# Can someone recommend a dog nail clipper?



## finnfinnfriend (Feb 3, 2012)

Right now I have the petsmart brand guillotine style one, and it really sucks. It got dull really fast. Does anyone know of a good doggy nail clipper out there?


----------



## shellieca (Jul 12, 2012)

I have the guillotine style, mine is a complete circle type but I can't remember the brand, I want to say they're Top Choice; I've had them for years. I do know that if go slow with them they don't cut as well as when I clip quickly. one of my dogs has soft nails while the other had harder nails. For my Chihuahua I just use regular toenail clippers.


----------



## finnfinnfriend (Feb 3, 2012)

Oh okay. I was thinking about the other kind...The ones that cut sideways...Any opinions on those?


----------



## shellieca (Jul 12, 2012)

That cut sideways? I haven't seen those. What sized dog do you have? 
OK, I lied I don't have guillotine type clippers, I have ones like this:
http://www.petsmart.com/product/index.jsp?productId=3706197&lmdn=Grooming&f=PAD/psNotAvailInUS/No

And when I had my Lab I used something like this:
http://www.petsmart.com/product/index.jsp?productId=2750651&lmdn=Grooming&f=PAD/psNotAvailInUS/No


----------



## NeptunesMom (May 4, 2012)

Use human nail clippers. It's harder to get the quick, cheaper and they work just as good.


----------



## shellieca (Jul 12, 2012)

NeptunesMom said:


> Use human nail clippers. It's harder to get the quick, cheaper and they work just as good.
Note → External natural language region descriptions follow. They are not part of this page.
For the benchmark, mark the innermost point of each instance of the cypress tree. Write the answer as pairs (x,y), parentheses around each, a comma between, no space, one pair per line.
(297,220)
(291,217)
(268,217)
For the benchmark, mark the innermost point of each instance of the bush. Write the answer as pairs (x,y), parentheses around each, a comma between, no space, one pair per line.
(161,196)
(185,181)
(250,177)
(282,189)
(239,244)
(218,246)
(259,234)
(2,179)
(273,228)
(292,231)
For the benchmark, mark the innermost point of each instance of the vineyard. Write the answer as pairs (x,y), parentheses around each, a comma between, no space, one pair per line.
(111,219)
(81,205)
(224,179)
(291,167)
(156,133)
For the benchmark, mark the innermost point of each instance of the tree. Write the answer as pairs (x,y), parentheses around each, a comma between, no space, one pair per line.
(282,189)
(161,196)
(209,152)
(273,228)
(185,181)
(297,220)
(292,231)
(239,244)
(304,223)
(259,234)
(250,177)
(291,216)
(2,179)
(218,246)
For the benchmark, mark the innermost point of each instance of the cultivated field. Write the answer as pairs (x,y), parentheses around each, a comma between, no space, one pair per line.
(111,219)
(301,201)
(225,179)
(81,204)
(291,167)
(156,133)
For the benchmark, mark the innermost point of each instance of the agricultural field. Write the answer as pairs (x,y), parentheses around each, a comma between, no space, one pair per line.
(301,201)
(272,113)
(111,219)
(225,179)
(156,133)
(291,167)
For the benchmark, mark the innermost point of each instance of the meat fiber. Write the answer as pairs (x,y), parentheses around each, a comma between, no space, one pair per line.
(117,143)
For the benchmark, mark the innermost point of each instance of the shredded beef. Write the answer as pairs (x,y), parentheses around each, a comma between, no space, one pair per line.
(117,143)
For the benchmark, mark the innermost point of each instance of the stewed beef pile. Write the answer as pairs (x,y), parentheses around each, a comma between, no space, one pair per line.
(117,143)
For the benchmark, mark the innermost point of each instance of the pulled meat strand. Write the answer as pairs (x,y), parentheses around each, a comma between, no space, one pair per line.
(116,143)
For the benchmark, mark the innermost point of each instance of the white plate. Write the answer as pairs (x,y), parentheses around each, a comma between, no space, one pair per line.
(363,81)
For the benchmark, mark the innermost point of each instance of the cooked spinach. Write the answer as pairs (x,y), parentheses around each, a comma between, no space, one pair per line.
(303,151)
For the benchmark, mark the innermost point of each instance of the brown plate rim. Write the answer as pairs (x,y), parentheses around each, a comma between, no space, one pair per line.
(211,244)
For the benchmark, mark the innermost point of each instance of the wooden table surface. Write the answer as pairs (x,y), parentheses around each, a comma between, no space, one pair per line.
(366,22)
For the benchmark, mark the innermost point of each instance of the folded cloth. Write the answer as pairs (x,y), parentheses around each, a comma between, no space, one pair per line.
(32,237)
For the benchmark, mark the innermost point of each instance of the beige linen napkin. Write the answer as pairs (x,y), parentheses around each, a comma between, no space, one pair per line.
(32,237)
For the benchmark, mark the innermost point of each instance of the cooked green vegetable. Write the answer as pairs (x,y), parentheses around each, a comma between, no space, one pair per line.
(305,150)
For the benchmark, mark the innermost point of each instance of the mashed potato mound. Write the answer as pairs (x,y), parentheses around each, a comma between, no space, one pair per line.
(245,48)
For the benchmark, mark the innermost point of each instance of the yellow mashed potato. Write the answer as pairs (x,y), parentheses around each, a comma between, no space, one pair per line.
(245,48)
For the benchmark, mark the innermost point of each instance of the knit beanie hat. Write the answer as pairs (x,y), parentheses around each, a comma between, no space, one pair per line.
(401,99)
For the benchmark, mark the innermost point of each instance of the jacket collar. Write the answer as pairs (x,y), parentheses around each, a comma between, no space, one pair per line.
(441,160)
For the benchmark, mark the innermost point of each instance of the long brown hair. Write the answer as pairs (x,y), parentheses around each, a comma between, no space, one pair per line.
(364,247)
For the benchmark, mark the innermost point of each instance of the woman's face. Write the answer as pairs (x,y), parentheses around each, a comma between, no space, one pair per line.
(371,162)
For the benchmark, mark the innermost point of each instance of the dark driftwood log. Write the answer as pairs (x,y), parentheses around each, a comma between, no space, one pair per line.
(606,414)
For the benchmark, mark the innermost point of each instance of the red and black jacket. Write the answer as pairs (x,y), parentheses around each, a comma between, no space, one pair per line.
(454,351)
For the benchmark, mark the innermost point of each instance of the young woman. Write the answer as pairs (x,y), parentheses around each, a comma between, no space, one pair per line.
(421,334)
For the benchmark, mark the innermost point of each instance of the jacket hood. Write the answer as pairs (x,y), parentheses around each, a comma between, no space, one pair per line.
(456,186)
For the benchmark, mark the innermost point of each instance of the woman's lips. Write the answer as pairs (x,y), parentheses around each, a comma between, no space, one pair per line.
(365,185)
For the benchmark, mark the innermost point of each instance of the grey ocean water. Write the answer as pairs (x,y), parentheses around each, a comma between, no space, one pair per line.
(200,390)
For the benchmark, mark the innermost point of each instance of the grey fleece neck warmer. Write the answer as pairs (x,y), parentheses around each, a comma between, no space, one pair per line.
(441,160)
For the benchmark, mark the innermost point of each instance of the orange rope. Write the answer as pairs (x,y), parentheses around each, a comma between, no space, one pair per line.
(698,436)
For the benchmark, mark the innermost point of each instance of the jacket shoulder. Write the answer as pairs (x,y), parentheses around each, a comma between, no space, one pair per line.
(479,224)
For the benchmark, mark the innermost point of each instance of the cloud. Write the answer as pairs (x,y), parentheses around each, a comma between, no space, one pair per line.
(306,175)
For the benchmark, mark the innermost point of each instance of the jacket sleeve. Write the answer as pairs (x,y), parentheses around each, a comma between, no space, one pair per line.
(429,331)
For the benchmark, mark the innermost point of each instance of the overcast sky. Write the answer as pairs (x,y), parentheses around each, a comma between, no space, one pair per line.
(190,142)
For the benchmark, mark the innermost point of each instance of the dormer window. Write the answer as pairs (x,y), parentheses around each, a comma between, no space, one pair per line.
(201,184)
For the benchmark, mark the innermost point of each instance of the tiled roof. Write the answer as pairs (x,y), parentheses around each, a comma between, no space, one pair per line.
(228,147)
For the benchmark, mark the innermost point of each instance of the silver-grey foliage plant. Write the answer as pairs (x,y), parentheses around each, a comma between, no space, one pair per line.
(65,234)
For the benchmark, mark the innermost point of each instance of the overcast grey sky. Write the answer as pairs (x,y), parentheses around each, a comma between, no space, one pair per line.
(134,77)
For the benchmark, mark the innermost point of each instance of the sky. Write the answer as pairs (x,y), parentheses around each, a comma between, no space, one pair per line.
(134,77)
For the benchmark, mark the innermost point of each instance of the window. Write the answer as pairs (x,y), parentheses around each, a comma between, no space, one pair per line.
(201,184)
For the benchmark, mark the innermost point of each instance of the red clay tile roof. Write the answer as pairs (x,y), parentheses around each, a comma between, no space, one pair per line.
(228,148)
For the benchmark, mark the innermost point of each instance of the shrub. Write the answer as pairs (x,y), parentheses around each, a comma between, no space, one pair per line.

Depends on the dog, the only dog I have with nails that fit into human toenail clippers is my chihuahua. There's no way I could've cut my labs nails with human nail clippers. I've never seen human clippers larger than the toenail clippers. What kind are you using?


----------



## NeptunesMom (May 4, 2012)

Regular finger nail clippers for the small dogs, and toe nail clippers for the large dogs.

I should add, my large dogs are labs, and so the largest is only 80lbs and the smallest is 40 lbs. While my small dogs are between 2 lbs and 15 lbs.

ETA: I go them in a kit. So maybe they are not "regular" sizes. I can't remember where I got them, I've had them for a long time.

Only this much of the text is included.